Rove has indicated that his ultimate goal — one that lies beyond Bush’s political success — is to build a “permanent” Republican majority. Rove has cited the model established in 1896 by Mark Hanna, an Ohio pragmatist who built a winning coalition for William McKinley by appealing to immigrant populations in the Midwest and Northeast and bolstered further by urban Democrats who feared union violence that was common at the time.
It worked: The 1896 election ushered in a period of Republican dominance that endured until the Great Depression.
Already, preliminary analyses have shown a sharp advantage building for the Republicans in “exurbs” — fast-growing communities located beyond more established, and now often Democratic-leaning, suburbs.
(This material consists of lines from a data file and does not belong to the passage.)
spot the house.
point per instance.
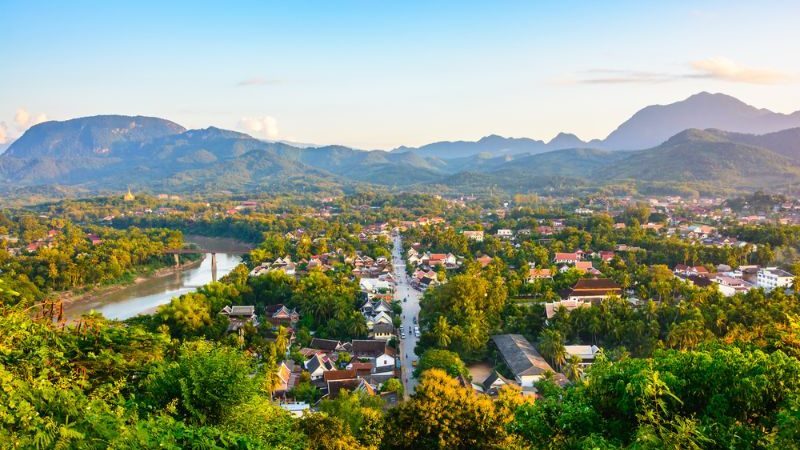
(296, 409)
(326, 345)
(441, 259)
(351, 385)
(770, 278)
(566, 258)
(341, 374)
(476, 236)
(285, 379)
(238, 316)
(375, 350)
(383, 331)
(586, 267)
(593, 289)
(317, 365)
(586, 353)
(279, 315)
(539, 274)
(605, 255)
(550, 309)
(505, 233)
(484, 260)
(525, 362)
(700, 271)
(362, 369)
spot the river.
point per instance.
(147, 295)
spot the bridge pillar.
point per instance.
(214, 267)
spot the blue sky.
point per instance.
(381, 74)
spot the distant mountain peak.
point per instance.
(655, 124)
(565, 140)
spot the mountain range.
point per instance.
(708, 142)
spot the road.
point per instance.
(403, 290)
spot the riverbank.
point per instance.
(70, 299)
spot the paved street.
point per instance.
(403, 290)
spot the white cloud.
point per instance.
(4, 137)
(720, 68)
(24, 120)
(21, 118)
(266, 126)
(259, 81)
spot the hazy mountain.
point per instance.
(112, 152)
(655, 124)
(784, 142)
(117, 151)
(696, 156)
(88, 136)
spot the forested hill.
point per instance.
(112, 153)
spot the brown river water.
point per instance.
(146, 296)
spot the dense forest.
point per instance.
(682, 367)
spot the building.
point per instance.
(476, 236)
(383, 331)
(729, 286)
(527, 365)
(770, 278)
(279, 315)
(539, 274)
(238, 316)
(375, 350)
(586, 353)
(317, 365)
(505, 233)
(566, 258)
(550, 309)
(593, 290)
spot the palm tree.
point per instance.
(551, 344)
(573, 368)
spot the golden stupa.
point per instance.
(129, 197)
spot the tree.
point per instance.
(205, 382)
(573, 369)
(441, 330)
(186, 315)
(440, 359)
(360, 412)
(393, 385)
(443, 415)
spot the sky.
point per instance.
(382, 74)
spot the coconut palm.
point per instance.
(442, 332)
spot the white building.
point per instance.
(770, 278)
(505, 233)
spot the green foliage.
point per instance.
(204, 383)
(443, 360)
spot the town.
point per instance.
(509, 299)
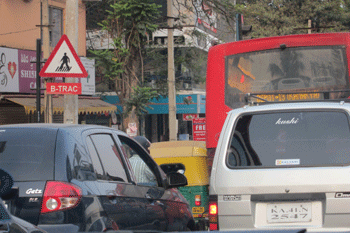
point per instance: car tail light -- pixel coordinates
(60, 196)
(197, 200)
(213, 213)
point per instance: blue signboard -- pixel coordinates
(194, 103)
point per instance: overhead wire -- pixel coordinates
(8, 33)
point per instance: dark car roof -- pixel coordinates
(66, 127)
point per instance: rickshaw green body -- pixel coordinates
(190, 156)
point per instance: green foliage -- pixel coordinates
(139, 100)
(128, 22)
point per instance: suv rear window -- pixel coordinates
(28, 154)
(303, 138)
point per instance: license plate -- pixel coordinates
(197, 210)
(6, 204)
(290, 97)
(296, 212)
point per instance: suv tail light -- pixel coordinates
(197, 200)
(60, 196)
(213, 213)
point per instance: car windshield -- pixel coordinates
(28, 155)
(313, 138)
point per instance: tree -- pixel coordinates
(128, 22)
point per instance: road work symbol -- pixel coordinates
(65, 60)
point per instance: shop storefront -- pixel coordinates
(15, 109)
(157, 120)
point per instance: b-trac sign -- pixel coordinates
(64, 88)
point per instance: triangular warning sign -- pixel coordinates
(63, 62)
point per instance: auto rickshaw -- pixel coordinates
(189, 158)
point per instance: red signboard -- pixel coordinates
(63, 88)
(199, 129)
(189, 117)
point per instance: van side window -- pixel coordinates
(95, 160)
(110, 157)
(143, 173)
(237, 153)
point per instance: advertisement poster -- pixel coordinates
(9, 70)
(199, 129)
(27, 71)
(88, 84)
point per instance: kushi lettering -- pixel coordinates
(287, 122)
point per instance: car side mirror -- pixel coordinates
(6, 183)
(175, 179)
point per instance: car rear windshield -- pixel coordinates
(284, 139)
(28, 153)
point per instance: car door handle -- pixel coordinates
(113, 199)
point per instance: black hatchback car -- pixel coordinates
(92, 177)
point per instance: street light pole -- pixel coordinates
(71, 101)
(171, 75)
(46, 53)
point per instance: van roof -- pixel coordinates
(294, 105)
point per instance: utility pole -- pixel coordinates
(46, 52)
(171, 75)
(71, 101)
(38, 79)
(309, 25)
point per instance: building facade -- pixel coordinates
(21, 26)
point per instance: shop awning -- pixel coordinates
(88, 105)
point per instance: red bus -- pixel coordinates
(284, 68)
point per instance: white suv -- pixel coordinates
(283, 165)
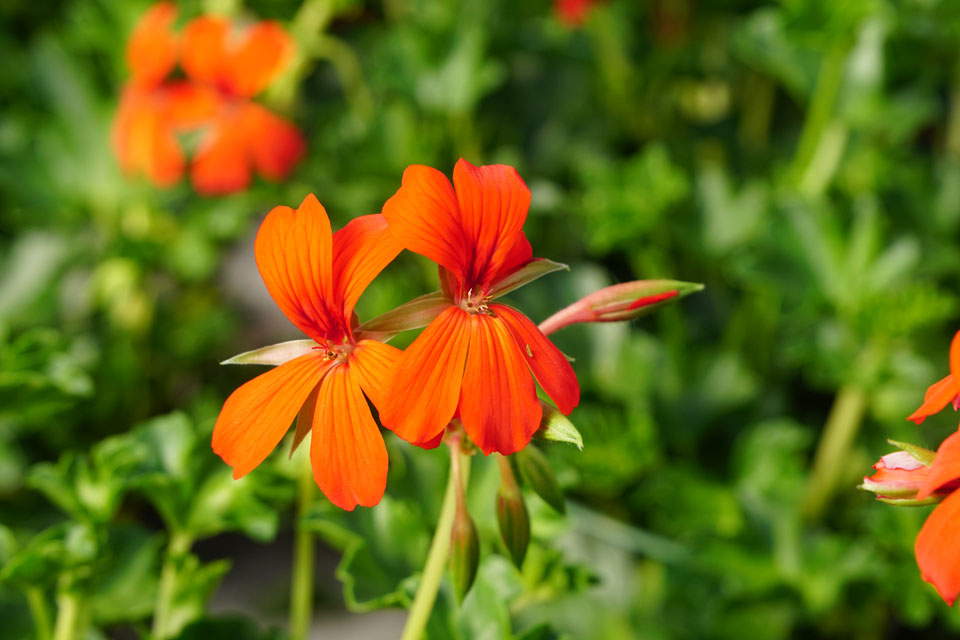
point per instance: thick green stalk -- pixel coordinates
(38, 611)
(439, 548)
(68, 614)
(819, 127)
(180, 544)
(838, 434)
(301, 588)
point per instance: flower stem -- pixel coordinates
(39, 613)
(439, 548)
(820, 128)
(301, 588)
(180, 543)
(838, 433)
(68, 614)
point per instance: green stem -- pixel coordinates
(439, 549)
(301, 588)
(759, 94)
(180, 544)
(68, 614)
(838, 434)
(38, 611)
(820, 115)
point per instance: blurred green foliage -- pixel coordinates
(800, 157)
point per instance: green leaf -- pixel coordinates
(924, 456)
(414, 314)
(383, 548)
(275, 354)
(536, 473)
(125, 589)
(195, 584)
(229, 628)
(557, 427)
(526, 274)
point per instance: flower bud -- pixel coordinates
(464, 552)
(620, 302)
(536, 473)
(512, 514)
(900, 475)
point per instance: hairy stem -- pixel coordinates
(68, 614)
(38, 611)
(180, 544)
(439, 548)
(838, 434)
(301, 587)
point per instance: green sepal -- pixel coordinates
(557, 427)
(536, 473)
(275, 354)
(526, 274)
(923, 456)
(514, 523)
(415, 314)
(464, 554)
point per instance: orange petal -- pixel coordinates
(424, 217)
(191, 105)
(275, 144)
(221, 163)
(498, 401)
(204, 48)
(945, 467)
(257, 56)
(153, 47)
(938, 554)
(955, 356)
(548, 364)
(372, 364)
(938, 395)
(293, 254)
(520, 254)
(493, 207)
(305, 419)
(144, 141)
(361, 250)
(346, 450)
(423, 391)
(255, 416)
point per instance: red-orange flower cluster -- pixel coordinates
(900, 480)
(477, 360)
(316, 278)
(224, 67)
(573, 12)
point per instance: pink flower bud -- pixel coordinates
(620, 302)
(900, 475)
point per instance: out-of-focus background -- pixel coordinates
(801, 158)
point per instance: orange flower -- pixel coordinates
(474, 359)
(243, 136)
(316, 277)
(573, 12)
(938, 555)
(225, 68)
(943, 392)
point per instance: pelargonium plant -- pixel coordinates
(469, 380)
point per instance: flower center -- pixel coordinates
(339, 352)
(474, 303)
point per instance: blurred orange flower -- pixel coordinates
(475, 358)
(573, 12)
(942, 392)
(225, 67)
(316, 278)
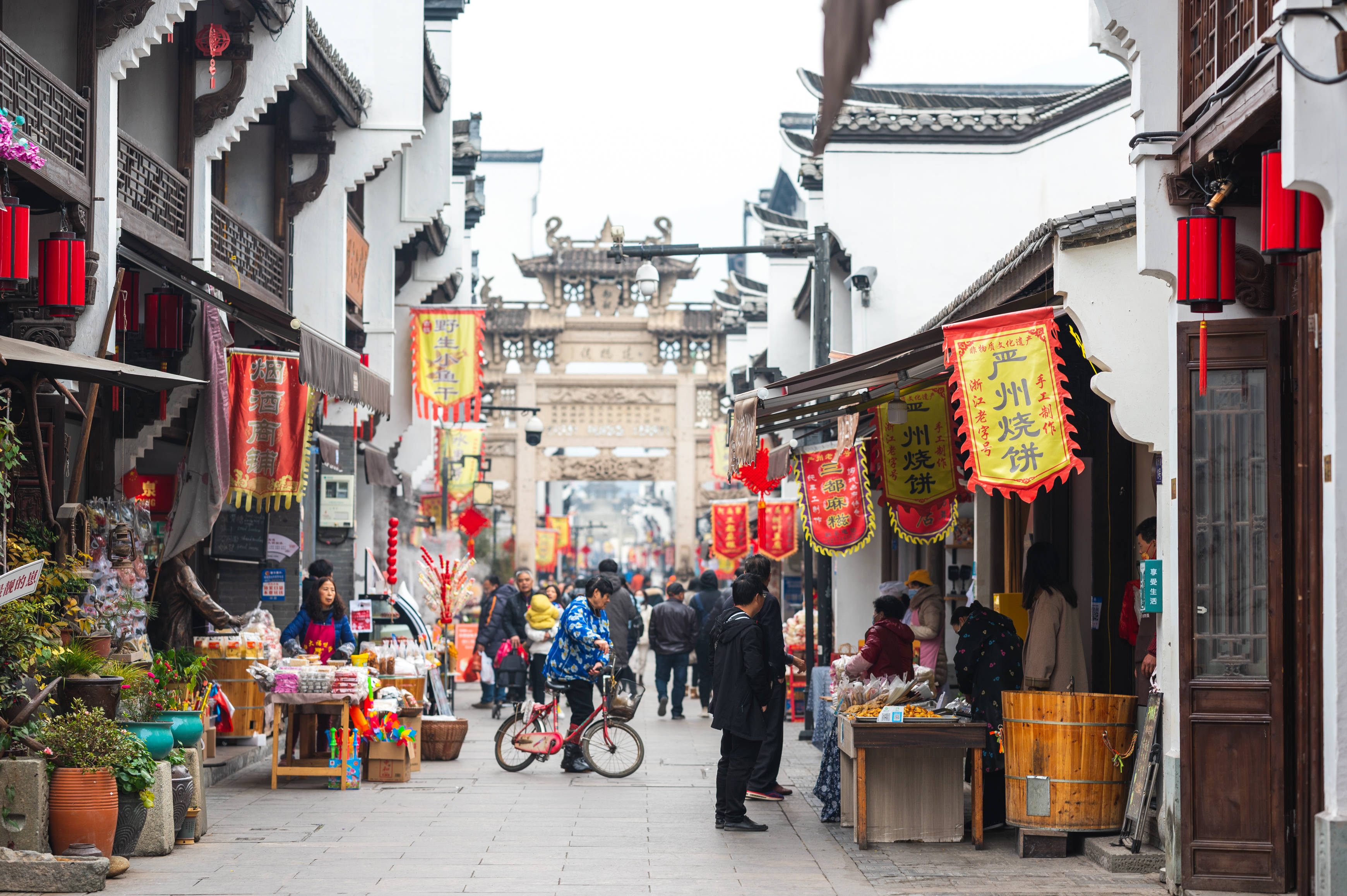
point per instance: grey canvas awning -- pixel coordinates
(23, 359)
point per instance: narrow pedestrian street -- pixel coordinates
(469, 828)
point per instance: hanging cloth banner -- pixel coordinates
(776, 530)
(926, 524)
(456, 444)
(1012, 402)
(836, 500)
(545, 549)
(564, 531)
(729, 529)
(270, 426)
(917, 459)
(446, 363)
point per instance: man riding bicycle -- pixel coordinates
(577, 655)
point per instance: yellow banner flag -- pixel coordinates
(1012, 402)
(446, 363)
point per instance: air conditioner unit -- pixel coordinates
(337, 502)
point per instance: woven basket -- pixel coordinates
(442, 740)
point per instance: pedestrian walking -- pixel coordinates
(674, 630)
(743, 692)
(708, 603)
(578, 653)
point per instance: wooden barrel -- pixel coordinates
(1061, 773)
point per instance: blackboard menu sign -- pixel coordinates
(239, 535)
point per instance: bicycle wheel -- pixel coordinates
(507, 755)
(616, 754)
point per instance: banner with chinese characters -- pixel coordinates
(545, 549)
(562, 524)
(270, 421)
(917, 459)
(836, 500)
(446, 363)
(457, 445)
(1012, 402)
(926, 524)
(776, 530)
(729, 530)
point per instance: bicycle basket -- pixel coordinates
(623, 699)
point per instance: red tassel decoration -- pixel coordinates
(1202, 359)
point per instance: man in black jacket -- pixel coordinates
(673, 635)
(743, 690)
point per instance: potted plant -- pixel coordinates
(85, 747)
These exurbs are attracting young, married professionals who lean Republican.
A post-election examination by the Los Angeles Times showed that Bush won 97 of the 100 fastest-growing counties in the country. Republican strategists believe these urban exiles are responding positively to Bush’s “ownership society” message, which includes sweeping changes to Social Security and tax policy.
In the meantime, the volunteer corps has added a new dimension to the Republican ground game that will see its first battlefield test over the next two years.
Rove and I “have in common the belief that we can continue to grow a majority in the House and Senate that will keep us in the majority for many years to come,” said Rep. Tom Reynolds (N.Y.), who is starting his second term as chairman of the National Republican Congressional Committee.
“Karl’s vision has been a permanent Republican majority,” said one top GOP strategist who is close to Rove. “They’re very close now structurally to having the capability to [solidify the majority] for a very long time.”
Brian Jones, who serves as a spokesman for the Bush-Cheney campaign and for Mehlman, said that the incoming chairman intends to focus on expanding the party and ensuring that the gains from 2004 — which included pick-ups in both the House and Senate — are “durable.”
“In order for it to be a true [Republican] trend, we have to transfer and build on it by increasing the majority in the 2006 elections,” Jones said.
Jones acknowledged that success will depend to a degree on whether the grassroots enthusiasm for Bush himself can be transferred to the wider Republican Party.
“That’s the case we need to begin to make,” Jones said.
GOP strategists believe that the grassroots operation’s voluntary nature was perhaps the biggest key to its success. Rove figured volunteers would be more effective than paid campaign workers because they’re “true believers” and would be better at convincing neighbors and friends to follow their lead.
The RNC’s success in building the volunteer base enabled the Bush-Cheney campaign to focus on building a message that could keep the grassroots engaged and determined.
Congressional Republicans are cognizant of the key role they will have to play if the successes of the 2004 cycle are to be repeated. Party strategists are working to structure the agenda of the 109th Congress to ensure that the volunteer army is carefully nurtured over the next two years.
“It seems to me that if we’re going to do the permanent majority that Karl is talking about, you not only need the right issues, you need to keep your people motivated,” a senior GOP strategist said.
At a post-election lunch with reporters, Rove downplayed some of the more exuberant projections that are taking hold among some Capitol Hill Republicans.
He pointed to the role redistricting has played in lessening the competitiveness of House races. And Rove suggested that it was unlikely that the GOP hopes of a filibuster-proof 60-seat majority in the Senate could be achieved any time soon.
“But then,” he added, “I didn’t think we would get to 55.”